Energy Surrogation Made Cheap


By Steve D. Matchett

We are assaulted everywhere we go with music that we may not want to listen to, and with distracting flashing images that we may not see.  Pop culture is fed to us whether we want it or not.  Many of us don’t want it imposed on us; some of us are neutral but take it for granted that it will be there; some desire it and would feel lost without it.

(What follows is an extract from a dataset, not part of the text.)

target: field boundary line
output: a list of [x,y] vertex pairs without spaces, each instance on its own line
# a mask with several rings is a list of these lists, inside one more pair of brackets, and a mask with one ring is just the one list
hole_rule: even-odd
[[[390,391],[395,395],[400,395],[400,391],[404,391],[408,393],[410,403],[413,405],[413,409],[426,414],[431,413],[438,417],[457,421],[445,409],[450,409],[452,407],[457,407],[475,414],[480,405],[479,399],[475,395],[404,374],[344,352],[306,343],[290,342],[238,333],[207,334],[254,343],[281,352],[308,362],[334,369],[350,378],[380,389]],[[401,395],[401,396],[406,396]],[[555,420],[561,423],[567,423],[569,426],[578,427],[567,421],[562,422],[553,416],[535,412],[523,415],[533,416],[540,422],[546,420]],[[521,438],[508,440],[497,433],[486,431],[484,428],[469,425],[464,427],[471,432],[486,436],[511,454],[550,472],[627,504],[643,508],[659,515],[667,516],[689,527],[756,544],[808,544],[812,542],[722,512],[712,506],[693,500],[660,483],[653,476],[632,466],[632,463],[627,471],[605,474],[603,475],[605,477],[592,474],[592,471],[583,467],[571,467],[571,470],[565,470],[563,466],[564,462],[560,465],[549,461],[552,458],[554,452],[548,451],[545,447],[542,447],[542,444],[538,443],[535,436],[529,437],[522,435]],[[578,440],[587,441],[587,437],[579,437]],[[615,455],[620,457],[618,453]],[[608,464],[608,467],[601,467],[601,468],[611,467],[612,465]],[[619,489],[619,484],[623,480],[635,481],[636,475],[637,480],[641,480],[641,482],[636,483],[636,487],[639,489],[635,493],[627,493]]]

When I go to my gym, there is a constant barrage of rock videos playing on one of the TV screens.  This is the only screen with its sound piped into the room.  There are other screens with captioned news and sports shows.  The most essential pieces of equipment I take with me to the gym are my earplugs.  Alas, I’m not lucky enough to have a “soundless” gym like some people are, and switching gyms would be luxury I can’t afford.  Gyms are supposed to be “high energy” places, but for me I would like it to be a peaceful place where I can de-stress and think my own thoughts while I sweat.

All this unwanted saturation of pop culture makes me question the reason that we all put up with it.  This saturation is ubiquitous!  I guess in many ways it makes us feel included in the culture around us, but in too many ways it irritates us and “dumbs us down.”  I feel that so much of it is about our need for energy, and we turn over our ability to create energetic feelings in ourselves to the “energy surrogates” of the pop culture world.  We want to relate to the energy of others because they will make us feel energetic ourselves.  These false, airbrushed, packaged, and edited visions and sounds, which are put in front of us, remind us of powers that we don’t feel we possess.  Or we feel we possess them, but they can lie dormant and “toned down” within us until the moment is called for their expression.  We surrogate the creators of pop culture to become a representation of our dormant energy source, so we can feel that it’s always there, safely on call, if we need it.  We expect ourselves to be at peak energy.  Why?…because pop culture tells us we should be!  When we are not at peak energy, and only on “slow simmer,” we feel like we are betraying the culture we live in.  For those of us who are older, we want to be reminded of our youth when sexual energy propelled us.  Pop culture gives us that reminder galore.  The falseness of most pop culture blurs the impressions that help us decide what things are important in this life, and what our cultural priorities should really be.  In an “adolescence” inspired culture like ours, the worst aspects of our culture get unduly glorified to the point of nausea.  Instead of our kids “growing up to us” we too often “grow down” to them, or we get stuck in a far less mature phase of our past.  This doesn’t serve the generations well, as we all succumb to the lure of the advertiser who uses all this as a prime manipulation tool.

Wouldn’t it be heaven to go to most public places and be greeted with silence?  Silence while we shop, eat out with our friends, work out at the gym, or even just read at the bookstore!  Libraries are such great places aren’t they!  If for nothing more than too seek refuge from the storm!